The 6 Best German Restaurants in St. Louis

Posted By on Thu, Feb 26, 2015 at 6:00 AM

The dining hall at Bevo Mill. | Cody Krogman
  • The dining hall at Bevo Mill. | Cody Krogman

During these cold winter months, we sit and daydream about our favorite fortifying comfort foods. This week, we're craving hearty German fare -- schnitzel (a thin boneless meat coated in bread crumbs and fried), wurst (sausage), spaetzle (potato dumplings) brezen (pretzels) and sauerbraten (vinegar- or wine-marinated pot roast), to name a few. St. Louis is no stranger to German cuisine, given Missouri's deep German roots, but do you know where to go today for a proper German repast? Let us help you find the perfect spot to treat yourself, and don't forget wash it all down with a cold beer.

See also: The 10 Best Mediterranean Restaurants in St. Louis

Bevo Mill (4749 Gravois Avenue; 314-832-6776)

Many will recognize Bevo Mill for its huge working windmill, which is 60 feet in diameter and rotates on a 24-foot shaft extended through a marble bearing. The restaurant is a landmark for the city as well, defining a neighborhood once populated by German Americans. Recently renovated, the venue hosts a German night every third Friday of the month with a traditional German buffet, live fifteen-piece German brass band and rotating German craft beers. Every Sunday brings one of the largest brunch spreads in the city, with more than 45 items on the menu, including traditional German favorites like bratwurst, sauerkraut, knockwurst, Hungarian sausage, hardwood smoked bacon, whole-hog pork sausage, pickled salads and potato pancakes.

Just a portion of Schneithorst's extensive beer stein collection. | Sara Graham
  • Just a portion of Schneithorst's extensive beer stein collection. | Sara Graham

Schneithorst's Restaurant and Bar (1600 South Lindbergh; 314-993-4100)

Established in 1917 and family-owned since 1956, Schneithorst's Restaurant and Bar offers traditional Bavarian-style cuisine along with American fine-dining favorites. The building is unmistakable, with timber beams that looks like they were plucked right out of a German village. A specialty of the haus is the traditional sauerbraten -- flank steak marinated in an herbed burgundy red-wine sauce, grilled and simmered until it's fork-tender and served with spaetzle and sweet and sour red cabbage. A customer favorite is the German sausage platter with bratwurst and knackwurst.

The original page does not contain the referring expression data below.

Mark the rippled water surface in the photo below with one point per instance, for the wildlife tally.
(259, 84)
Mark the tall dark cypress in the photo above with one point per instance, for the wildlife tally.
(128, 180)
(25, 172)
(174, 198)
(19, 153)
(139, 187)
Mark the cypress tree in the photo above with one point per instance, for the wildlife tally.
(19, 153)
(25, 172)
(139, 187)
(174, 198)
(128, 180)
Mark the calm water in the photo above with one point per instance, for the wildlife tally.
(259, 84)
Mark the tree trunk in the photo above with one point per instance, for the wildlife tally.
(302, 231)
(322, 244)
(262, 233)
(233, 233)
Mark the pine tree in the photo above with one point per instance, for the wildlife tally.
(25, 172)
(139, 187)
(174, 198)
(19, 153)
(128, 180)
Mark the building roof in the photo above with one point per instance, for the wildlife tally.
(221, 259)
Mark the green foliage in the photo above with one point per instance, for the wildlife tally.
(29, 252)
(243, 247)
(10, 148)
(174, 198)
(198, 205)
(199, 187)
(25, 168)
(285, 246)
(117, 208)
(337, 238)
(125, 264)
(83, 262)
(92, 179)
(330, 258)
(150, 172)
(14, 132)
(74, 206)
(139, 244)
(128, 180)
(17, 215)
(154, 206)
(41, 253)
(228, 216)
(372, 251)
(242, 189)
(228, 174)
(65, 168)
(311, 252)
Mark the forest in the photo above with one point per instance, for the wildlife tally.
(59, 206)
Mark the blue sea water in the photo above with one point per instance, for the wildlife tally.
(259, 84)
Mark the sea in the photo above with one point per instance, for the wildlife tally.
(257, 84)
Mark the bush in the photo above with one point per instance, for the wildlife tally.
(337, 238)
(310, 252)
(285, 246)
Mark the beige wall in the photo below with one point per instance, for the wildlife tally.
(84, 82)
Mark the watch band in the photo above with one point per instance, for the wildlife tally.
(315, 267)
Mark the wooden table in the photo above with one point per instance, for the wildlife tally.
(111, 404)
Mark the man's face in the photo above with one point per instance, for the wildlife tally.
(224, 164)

click to enlarge Al Smith's Feasting Fox. | RFT Image
  • Al Smith's Feasting Fox. | RFT Image

Al Smith's Feasting Fox Restaurant & Pub (4200 South Grand Boulevard; 314-352-3500)

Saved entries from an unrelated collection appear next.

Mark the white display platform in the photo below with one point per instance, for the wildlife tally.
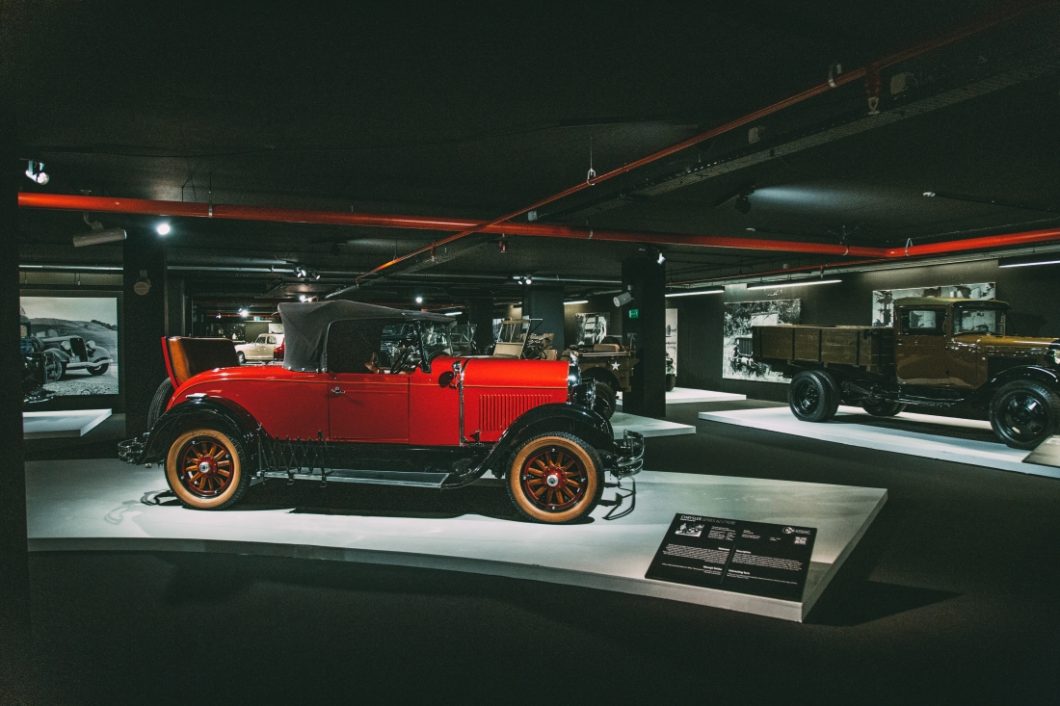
(648, 426)
(95, 505)
(62, 423)
(930, 441)
(679, 395)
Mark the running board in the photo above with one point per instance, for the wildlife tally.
(417, 479)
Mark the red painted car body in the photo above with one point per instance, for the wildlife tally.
(373, 394)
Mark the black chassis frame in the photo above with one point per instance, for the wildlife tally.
(464, 463)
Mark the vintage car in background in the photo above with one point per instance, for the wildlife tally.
(33, 365)
(942, 353)
(610, 364)
(260, 350)
(373, 394)
(66, 353)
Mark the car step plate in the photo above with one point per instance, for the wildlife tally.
(418, 479)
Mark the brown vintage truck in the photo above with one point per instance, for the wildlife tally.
(943, 353)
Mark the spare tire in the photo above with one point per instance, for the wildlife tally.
(158, 402)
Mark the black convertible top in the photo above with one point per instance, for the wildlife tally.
(305, 327)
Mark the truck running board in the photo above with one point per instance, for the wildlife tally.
(417, 479)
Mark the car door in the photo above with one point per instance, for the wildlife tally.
(363, 405)
(921, 352)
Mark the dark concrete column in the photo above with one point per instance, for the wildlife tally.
(479, 312)
(14, 556)
(143, 324)
(646, 318)
(546, 303)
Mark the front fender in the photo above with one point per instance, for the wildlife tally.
(583, 423)
(206, 411)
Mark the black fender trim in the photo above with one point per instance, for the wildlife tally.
(216, 412)
(1037, 373)
(583, 423)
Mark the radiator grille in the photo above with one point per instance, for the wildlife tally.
(496, 411)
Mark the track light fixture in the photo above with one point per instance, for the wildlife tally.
(35, 172)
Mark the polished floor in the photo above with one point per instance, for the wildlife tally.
(951, 598)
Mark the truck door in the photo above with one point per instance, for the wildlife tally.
(920, 346)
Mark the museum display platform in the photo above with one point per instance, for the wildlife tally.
(106, 505)
(926, 436)
(62, 423)
(679, 395)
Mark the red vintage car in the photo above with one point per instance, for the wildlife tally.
(373, 394)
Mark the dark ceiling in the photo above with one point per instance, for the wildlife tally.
(473, 113)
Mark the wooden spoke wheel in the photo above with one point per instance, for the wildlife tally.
(205, 469)
(555, 478)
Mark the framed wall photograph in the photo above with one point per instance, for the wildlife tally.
(77, 337)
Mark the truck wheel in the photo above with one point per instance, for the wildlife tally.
(555, 478)
(813, 395)
(605, 400)
(162, 394)
(1023, 413)
(206, 470)
(878, 407)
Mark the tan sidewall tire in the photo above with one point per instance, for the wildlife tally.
(173, 469)
(593, 487)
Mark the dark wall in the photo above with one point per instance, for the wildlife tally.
(1031, 292)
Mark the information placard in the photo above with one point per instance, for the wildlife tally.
(735, 554)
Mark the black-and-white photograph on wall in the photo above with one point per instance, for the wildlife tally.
(592, 328)
(737, 363)
(883, 300)
(77, 340)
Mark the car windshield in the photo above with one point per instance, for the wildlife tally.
(978, 320)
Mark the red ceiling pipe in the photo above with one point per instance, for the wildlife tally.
(228, 212)
(984, 243)
(833, 82)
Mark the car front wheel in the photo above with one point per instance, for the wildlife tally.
(555, 478)
(206, 470)
(813, 395)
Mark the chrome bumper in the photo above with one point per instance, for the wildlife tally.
(630, 456)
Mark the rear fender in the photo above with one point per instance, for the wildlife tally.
(583, 423)
(1046, 376)
(206, 411)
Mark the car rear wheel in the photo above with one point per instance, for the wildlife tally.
(206, 470)
(1023, 413)
(555, 478)
(813, 395)
(878, 407)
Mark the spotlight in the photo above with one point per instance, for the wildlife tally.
(35, 172)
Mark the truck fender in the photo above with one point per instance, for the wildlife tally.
(583, 423)
(1037, 373)
(215, 412)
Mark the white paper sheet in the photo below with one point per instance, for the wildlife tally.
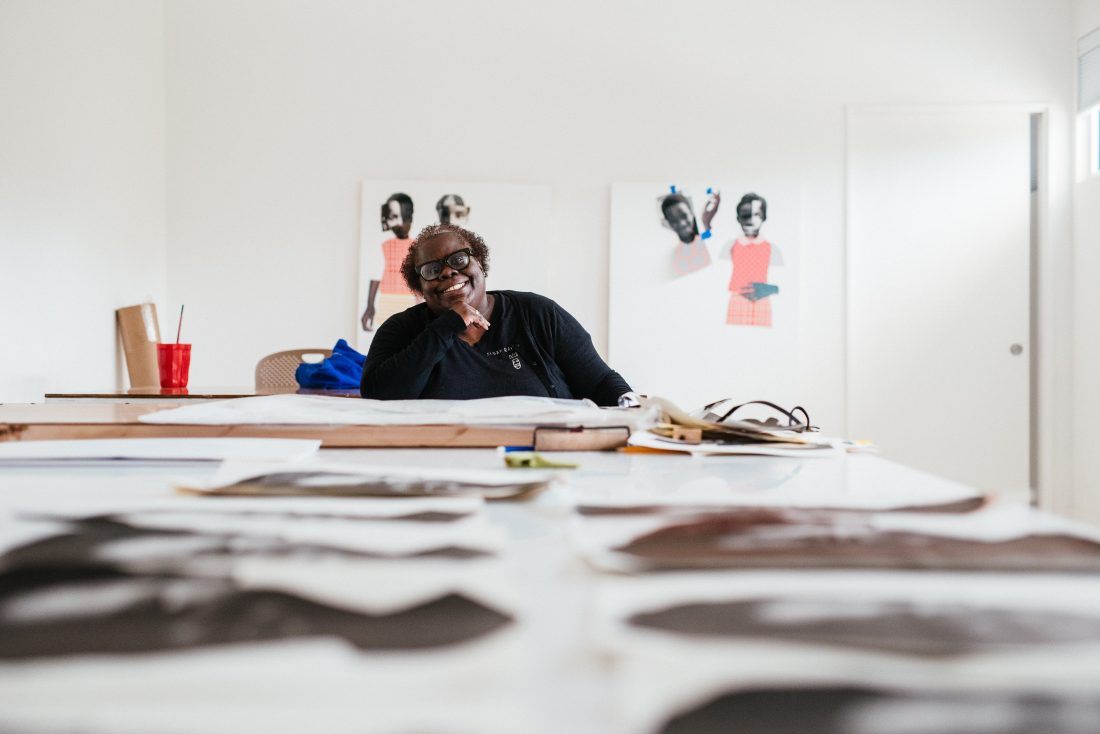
(154, 450)
(278, 688)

Originally built in 1914 in Dutchtown, the building that now houses Al Smith's Feasting Fox Restaurant & Pub has survived Prohibition, a devastating fire and years of neglect. It has recently been restored to its original timber-and-stucco glory, including the distinctive steeply pitched roof and corner turret. The menu leans heavily German, with American steaks and seafood sprinkled throughout. German specialties include Wiener schnitzel, Holsteiner schnitzel, pork jaeger schnitzel, sauerbraten, Black Forest sweet and sour pork and backbraten (meatloaf). Don't even think about leaving without dessert -- choose between a Black Forest torte, German chocolate cake or traditional apple strudel.

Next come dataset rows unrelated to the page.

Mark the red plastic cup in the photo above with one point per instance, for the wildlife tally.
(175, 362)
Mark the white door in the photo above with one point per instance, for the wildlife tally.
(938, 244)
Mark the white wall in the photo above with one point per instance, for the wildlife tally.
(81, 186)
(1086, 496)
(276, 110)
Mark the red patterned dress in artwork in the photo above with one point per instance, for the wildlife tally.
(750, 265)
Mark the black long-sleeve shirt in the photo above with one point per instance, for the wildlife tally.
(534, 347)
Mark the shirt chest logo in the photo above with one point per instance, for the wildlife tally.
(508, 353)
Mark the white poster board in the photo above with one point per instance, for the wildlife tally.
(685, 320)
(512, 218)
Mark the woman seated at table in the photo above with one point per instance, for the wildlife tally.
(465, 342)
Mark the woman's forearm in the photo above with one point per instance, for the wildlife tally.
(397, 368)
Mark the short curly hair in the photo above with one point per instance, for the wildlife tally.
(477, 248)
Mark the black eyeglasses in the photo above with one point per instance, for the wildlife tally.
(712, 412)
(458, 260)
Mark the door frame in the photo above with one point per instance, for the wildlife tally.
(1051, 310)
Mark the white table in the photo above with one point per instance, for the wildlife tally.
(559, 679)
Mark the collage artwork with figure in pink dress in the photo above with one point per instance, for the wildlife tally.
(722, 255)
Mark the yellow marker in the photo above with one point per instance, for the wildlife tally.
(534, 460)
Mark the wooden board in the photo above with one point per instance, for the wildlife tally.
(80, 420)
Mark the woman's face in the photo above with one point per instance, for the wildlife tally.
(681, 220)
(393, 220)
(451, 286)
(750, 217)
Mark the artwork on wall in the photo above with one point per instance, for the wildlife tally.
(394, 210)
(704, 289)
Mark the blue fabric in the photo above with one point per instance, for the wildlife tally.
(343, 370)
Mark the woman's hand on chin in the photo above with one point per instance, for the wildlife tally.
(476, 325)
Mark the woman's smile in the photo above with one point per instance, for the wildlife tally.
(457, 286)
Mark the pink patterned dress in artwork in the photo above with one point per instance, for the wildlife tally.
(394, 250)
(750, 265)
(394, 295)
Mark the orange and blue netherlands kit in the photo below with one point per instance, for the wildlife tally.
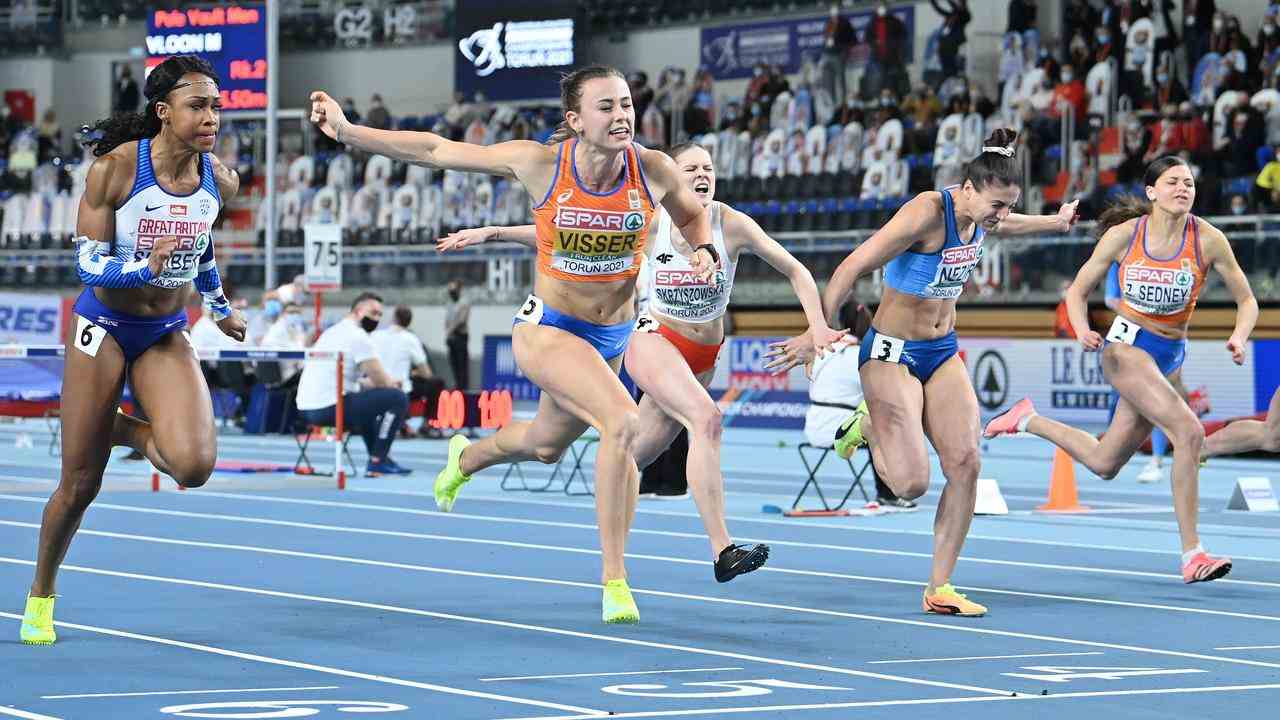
(1161, 291)
(585, 236)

German fare at Urban Chestnut | Emily McDonald
  • German fare at Urban Chestnut | Emily McDonald

Urban Chestnut's Grove Brewery and Bierhall (4465 Manchester Avenue; 314-222-0143)

Urban Chestnut's Grove Brewery and Bierhall serves traditional northern European dishes with an American twist. The menu's most popular dish is the pork schnitzel sandwich with Missouri pork loin that has been breaded, fried and served on Companion sourdough bread with cabbage slaw and Dusseldorf mustard. Chef Andrew Fair's current favorite dish is the Apotheosis pork sausage (made with Urban Chestnut's Apotheosis beer), served with lentils and a leek vinaigrette. To satisfy your sweet tooth, try the Liege waffles (sugary crisp flattened waffles) or the German doughnuts.

click to enlarge The bar at Schlafly Tap Room. | Laura Miller
  • The bar at Schlafly Tap Room. | Laura Miller

Schlafly Tap Room (2100 Locust Street; 314-241-2337)

The Schlafly Tap Room, one of St. Louis' first craft breweries, offers a European pub-inspired menu alongside a full menu of beer-pairing-optimized American dishes. You'll find traditional dishes such as pork schnitzel, the "plate of swine" (a sampler platter that includes a grilled pork chop, a Hefeweizen bratwurst and beer-battered bacon), Bavarian-style pretzels, pickled herring and beer bread.

Stone Hill Winery's Vintage Restaurant | Keith Borgmeyer
  • Stone Hill Winery's Vintage Restaurant | Keith Borgmeyer

Stone Hill Winery's Vintage Restaurant (1110 Stone Hill Highway, Hermann; 573-486-3479)

If you're in the mood for a day trip, travel to Stone Hill Winery's Vintage Restaurant in the German-settled town of Hermann. The menu offers a journey back in time with traditional German cuisine. For small plates, a wurst sampler includes two German sausages with sauerkraut, housemade pickles, pickled red onion, whole-grain mustard and grilled caraway rye. The wild mushroom strudel features sautéed local wild mushrooms with spinach and Swiss cheese baked in phyllo served warm with a Stone Hill Chardonel crème sauce. Entrées include a cornucopia of German flavors -- pork schnitzel, sauerbraten, grilled pork Kasseler rippchen, breaded chicken schnitzel with housemade spaetzle and a pretzel-crusted Atlantic salmon.